Use any touch-tone telephone to transmit your voting instructions up until 11:59 P.M. Eastern Time the day before the cut-off date or the meeting date. Have your proxy card in hand when you call and then follow the instructions.

VOTE BY MAIL

Mark, sign and date your proxy card and return it in the postage-paid envelope we have provided or return it to Vote Processing, c/o Broadridge, 51 Mercedes Way, Edgewood, NY 11717.

1.      ELECTION OF DIRECTORS (for terms as described in the Proxy Statement)

Richard E. Caruso, Keith A. Hall, David E. Hershberg, Harry L. Hutcherson, Jr., Brian T. Maloney, Jack A. Shaw, A. Robert Towbin and C. J. Waylan

 

          ¨ For All

   ¨ Withhold All    ¨ For All Except

The Board of Directors recommends you vote FOR proposals 2, 3, and 4.

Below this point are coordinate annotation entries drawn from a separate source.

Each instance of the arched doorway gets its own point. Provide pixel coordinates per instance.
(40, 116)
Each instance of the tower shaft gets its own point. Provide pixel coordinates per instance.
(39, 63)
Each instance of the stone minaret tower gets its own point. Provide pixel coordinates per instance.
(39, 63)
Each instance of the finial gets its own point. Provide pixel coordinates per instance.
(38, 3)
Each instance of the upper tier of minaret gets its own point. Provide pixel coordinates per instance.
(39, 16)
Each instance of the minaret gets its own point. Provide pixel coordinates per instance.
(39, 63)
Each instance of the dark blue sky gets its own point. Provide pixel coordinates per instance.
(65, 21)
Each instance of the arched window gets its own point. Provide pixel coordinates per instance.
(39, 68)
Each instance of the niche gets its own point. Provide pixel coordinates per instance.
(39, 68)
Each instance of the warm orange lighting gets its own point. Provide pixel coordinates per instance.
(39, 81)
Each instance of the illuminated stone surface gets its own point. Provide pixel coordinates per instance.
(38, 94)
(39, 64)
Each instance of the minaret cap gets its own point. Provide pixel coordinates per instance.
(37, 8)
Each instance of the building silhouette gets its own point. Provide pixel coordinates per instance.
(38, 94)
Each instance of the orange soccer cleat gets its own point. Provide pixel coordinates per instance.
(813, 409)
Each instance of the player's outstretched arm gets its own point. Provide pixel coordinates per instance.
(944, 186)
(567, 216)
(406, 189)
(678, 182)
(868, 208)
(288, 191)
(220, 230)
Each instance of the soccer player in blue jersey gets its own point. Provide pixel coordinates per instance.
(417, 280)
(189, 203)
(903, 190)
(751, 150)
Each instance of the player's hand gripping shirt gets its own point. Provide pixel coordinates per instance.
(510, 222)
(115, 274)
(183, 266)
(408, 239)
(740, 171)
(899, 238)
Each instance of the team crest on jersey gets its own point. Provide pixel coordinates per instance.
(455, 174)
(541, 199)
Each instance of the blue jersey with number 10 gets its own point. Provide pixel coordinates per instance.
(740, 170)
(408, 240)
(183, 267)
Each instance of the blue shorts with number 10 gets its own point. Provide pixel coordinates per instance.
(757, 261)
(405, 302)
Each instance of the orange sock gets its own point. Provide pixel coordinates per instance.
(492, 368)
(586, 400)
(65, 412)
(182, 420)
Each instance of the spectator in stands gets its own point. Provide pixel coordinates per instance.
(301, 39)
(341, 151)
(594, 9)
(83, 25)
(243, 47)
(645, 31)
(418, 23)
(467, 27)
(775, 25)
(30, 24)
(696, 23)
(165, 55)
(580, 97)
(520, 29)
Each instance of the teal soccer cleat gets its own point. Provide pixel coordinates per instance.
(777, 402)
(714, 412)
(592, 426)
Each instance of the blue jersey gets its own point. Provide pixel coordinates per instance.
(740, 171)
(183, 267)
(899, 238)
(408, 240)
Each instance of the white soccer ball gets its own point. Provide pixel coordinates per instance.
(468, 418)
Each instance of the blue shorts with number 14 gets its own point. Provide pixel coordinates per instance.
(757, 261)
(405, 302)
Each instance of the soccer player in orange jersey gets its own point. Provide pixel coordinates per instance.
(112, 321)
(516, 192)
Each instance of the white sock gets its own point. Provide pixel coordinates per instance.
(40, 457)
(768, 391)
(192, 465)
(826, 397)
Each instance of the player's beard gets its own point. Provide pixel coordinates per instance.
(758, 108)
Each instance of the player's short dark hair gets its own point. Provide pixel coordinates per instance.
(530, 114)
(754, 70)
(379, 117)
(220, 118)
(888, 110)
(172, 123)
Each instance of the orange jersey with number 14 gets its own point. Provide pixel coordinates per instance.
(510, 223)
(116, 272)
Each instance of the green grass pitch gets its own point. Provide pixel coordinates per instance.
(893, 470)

2.      APPROVAL OF AMENDMENTS TO INCREASE THE NUMBER OF SHARES THAT MAY BE ISSUED UNDER THE COMPANY’S 2006 STOCK INCENTIVE PLAN AND TO APPROVE CERTAIN REVISIONS THERETO proposal to increase the number of shares of Common Stock which may be issued under the 2006 Stock Incentive Plan and to make certain other revisions thereto as described in the Proxy Statement.

 

            ¨ FOR

   ¨ AGAINST    ¨ ABSTAIN

3.      RATIFICATION OF INDEPENDENT REGISTERED PUBLIC ACCOUNTING FIRM proposal to ratify the appointment of Ernst & Young LLP, as independent registered public accounting firm of the Company as described in the Proxy Statement.

 

          ¨ FOR

   ¨ AGAINST    ¨ ABSTAIN

4.      To approve, by non-binding vote, executive compensation as described in the Proxy Statement.

 

          ¨ FOR

   ¨ AGAINST    ¨ ABSTAIN

Note: Such other business as may properly come before the meeting or any adjournment thereof.

UNLESS OTHERWISE SPECIFIED, THIS PROXY WILL BE VOTED “FOR” THE ELECTION OF THE PERSONS NOMINATED BY THE BOARD OF DIRECTORS AS DIRECTORS AND “FOR” PROPOSALS 2, 3 and 4.

Please sign exactly as your name(s) appear(s) on the envelope in which this material was mailed. When signing as attorney, executor, administrator, or other fiduciary, please give full title as such. Joint owners should each sign personally. All holders must sign. If a corporation or partnership, please sign in full corporate or partnership name, by authorized officer.